What this says to me is that we are criminalizing compassion and respect for life- and the desire to study and cure disease. You can't overgeneralize that everyone with mulitple cats who respects their lives is filthy and irresponsible. Over the ages, older single women have cared for stray cats. The witch of the 16th Century is the hoarder of today. I have noticed the same thing with the tendency to correlate mental illness such as depresion with criminal behavior. Churchill and Lincoln suffered from it. I pray that the resurgence of Demoncratic principles may signal a return to sanity in these areas, as the law enforcement perspective seems to have overwhelmed common sense.
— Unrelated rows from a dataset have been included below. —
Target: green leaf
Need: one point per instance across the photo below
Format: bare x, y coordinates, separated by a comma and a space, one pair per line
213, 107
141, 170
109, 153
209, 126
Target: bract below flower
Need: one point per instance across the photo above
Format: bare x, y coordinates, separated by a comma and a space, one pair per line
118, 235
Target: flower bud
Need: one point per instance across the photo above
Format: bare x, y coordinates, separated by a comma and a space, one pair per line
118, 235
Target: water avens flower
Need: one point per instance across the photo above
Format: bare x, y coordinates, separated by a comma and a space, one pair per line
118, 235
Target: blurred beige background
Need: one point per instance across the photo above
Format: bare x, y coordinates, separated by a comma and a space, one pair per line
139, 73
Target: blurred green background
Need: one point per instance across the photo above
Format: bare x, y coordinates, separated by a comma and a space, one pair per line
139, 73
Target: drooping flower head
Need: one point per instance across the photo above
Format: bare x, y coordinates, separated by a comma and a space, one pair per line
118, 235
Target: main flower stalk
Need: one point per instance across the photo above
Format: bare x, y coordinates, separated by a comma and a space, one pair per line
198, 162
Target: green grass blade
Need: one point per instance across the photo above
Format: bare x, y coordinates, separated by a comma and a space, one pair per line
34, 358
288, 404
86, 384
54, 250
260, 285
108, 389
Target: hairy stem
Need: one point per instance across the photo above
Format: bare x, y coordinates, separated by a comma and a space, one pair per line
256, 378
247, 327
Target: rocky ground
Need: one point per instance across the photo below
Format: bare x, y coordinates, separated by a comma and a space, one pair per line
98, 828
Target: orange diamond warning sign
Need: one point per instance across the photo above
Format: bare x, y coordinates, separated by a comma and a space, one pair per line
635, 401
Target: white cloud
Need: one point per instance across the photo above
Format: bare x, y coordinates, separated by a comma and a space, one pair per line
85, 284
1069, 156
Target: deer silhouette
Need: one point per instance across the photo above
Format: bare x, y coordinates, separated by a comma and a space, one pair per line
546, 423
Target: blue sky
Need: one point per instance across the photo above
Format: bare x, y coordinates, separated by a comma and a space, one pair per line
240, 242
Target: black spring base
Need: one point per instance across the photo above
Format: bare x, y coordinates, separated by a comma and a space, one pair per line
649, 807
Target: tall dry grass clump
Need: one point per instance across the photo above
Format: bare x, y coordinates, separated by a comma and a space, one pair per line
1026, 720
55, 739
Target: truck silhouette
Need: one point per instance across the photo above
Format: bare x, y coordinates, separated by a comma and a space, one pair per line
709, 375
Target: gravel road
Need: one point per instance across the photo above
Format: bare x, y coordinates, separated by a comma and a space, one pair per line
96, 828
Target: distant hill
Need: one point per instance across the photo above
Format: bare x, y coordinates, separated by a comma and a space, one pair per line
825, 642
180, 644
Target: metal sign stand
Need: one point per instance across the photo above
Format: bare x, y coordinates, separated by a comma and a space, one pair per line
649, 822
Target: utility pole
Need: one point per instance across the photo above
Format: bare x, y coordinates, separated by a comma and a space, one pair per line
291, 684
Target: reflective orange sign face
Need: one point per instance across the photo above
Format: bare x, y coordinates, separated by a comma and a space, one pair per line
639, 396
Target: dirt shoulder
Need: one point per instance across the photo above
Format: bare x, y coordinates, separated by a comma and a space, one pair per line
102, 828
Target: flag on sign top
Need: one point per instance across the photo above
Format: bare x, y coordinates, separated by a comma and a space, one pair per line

Sorry NW Portlander that I just now saw your question. My objection is that it has entered into an alliance with other shelters (Oregon Humane Society and Multnomah County Animal Services) that keep statistics in accord with the Asilomar Accords, a shelter statistics- keeping methodology that permits shelter communities to use "community standards" to determine which cats are adoptable and to leave "unadoptables" out of the equation. This makes euthanasia statistics appear to be lower that they actually are,as whole categories of cats-such as ferals- need not be accounted for. An article that explains this is Nathan Winograd's "Does the Road to No-Kill lead through Asilomar"" (Available online).

Community standards in the Portland area means a long association with animal use groups (see the URL I posted above) and a lack of transparency. These problems are not limited to the Portland area, but as in other areas of public policy, it is disappointing that Portland pretends to be a leader when there is deep backwardness and deception right under the surface of the assertions of superiority.

Evan Kalik, who founded CAT, was embraced by veterinary insiders, such as Robert Franklin, who have been in the thick of the animal use question. This is usually what happens when Oregon "good old boys" know they cannot discredit a very accomplished "outsider" like Evan. They bring him into the fold.
If shelters are going to be involved in deceptive practices,the public needs to know. CAT does have some good programs,but has hesitated to embrace the No-Kill Declaration, which lists proven life-saving programs and is the position statement of experienced national reformers. It is also available online.